DVD‘殺人の追憶’

   以前から観たいと思っていた。2003年の作品だからもう4年以上か。今更かもしれないが、面白いねえ。
  1980年代にソウル郊外で実際に起こった連続殺人事件がモチーフという。とある農村で若い女性の惨殺死体が発見される。見込み捜査、自白頼みの取り調べを繰り返し成果の上がらない地元警察は、ソウルから若手刑事を呼ぶ。たたき上げの地方刑事とソウルのインテリ若手刑事(キム・サンギュン)は反目しあうが、それを嘲笑うかの如く殺人が続く。やがて二人は力を合わせ、有力な容疑者と対峙する。

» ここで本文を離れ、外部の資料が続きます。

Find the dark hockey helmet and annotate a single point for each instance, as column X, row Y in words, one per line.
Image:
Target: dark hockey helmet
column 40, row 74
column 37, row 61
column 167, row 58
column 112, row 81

   極端な暴力がらみと思い込みの捜査が続く地方の警察とそれに苛立つ都会のイケメン刑事という図式、あと一歩で犯人が捕まらない偶然など、ベタともいえるような展開が話の後半になっても続く。しかし、終盤になりテンションの高まる中、話は思わぬ様相を呈してくる。
   ソン・ガンホが素晴らしい (以前からあの人なつっこいような恐いような顔がイイと思っていたが)。話としては当然キム・サンギュンが中心であるはずだし、基本的にはそのように展開するのだが、本作はカタルシスが感じられるような通常のミステリードラマではない。そのため、前半に時代遅れの刑事を人間臭さく演じていたソン・ガンホが終盤に見せる表情が実に印象深く、その存在感がグッと増してくるという演出になっている。
  特に終盤の犯人視点での描写あたりからの演出はスリリングだが、大変理知的に作られていると思う。その意味でポン・ジュノ監督について、柳下毅一郎さんの昔の日記で黒沢清との類似が言及されているのには全く同感である(文章は‘グエムル’についてだが)。自分なりの解釈では、理知的な一方で理性では割り切れないものを描こうとする姿勢にあるのではないかと思う。いずれにしても猟奇連続殺人事件をめぐるもどかしさとやりきれなさが形となって表現されている傑作である。その‘グエムル’も観なきゃなあ。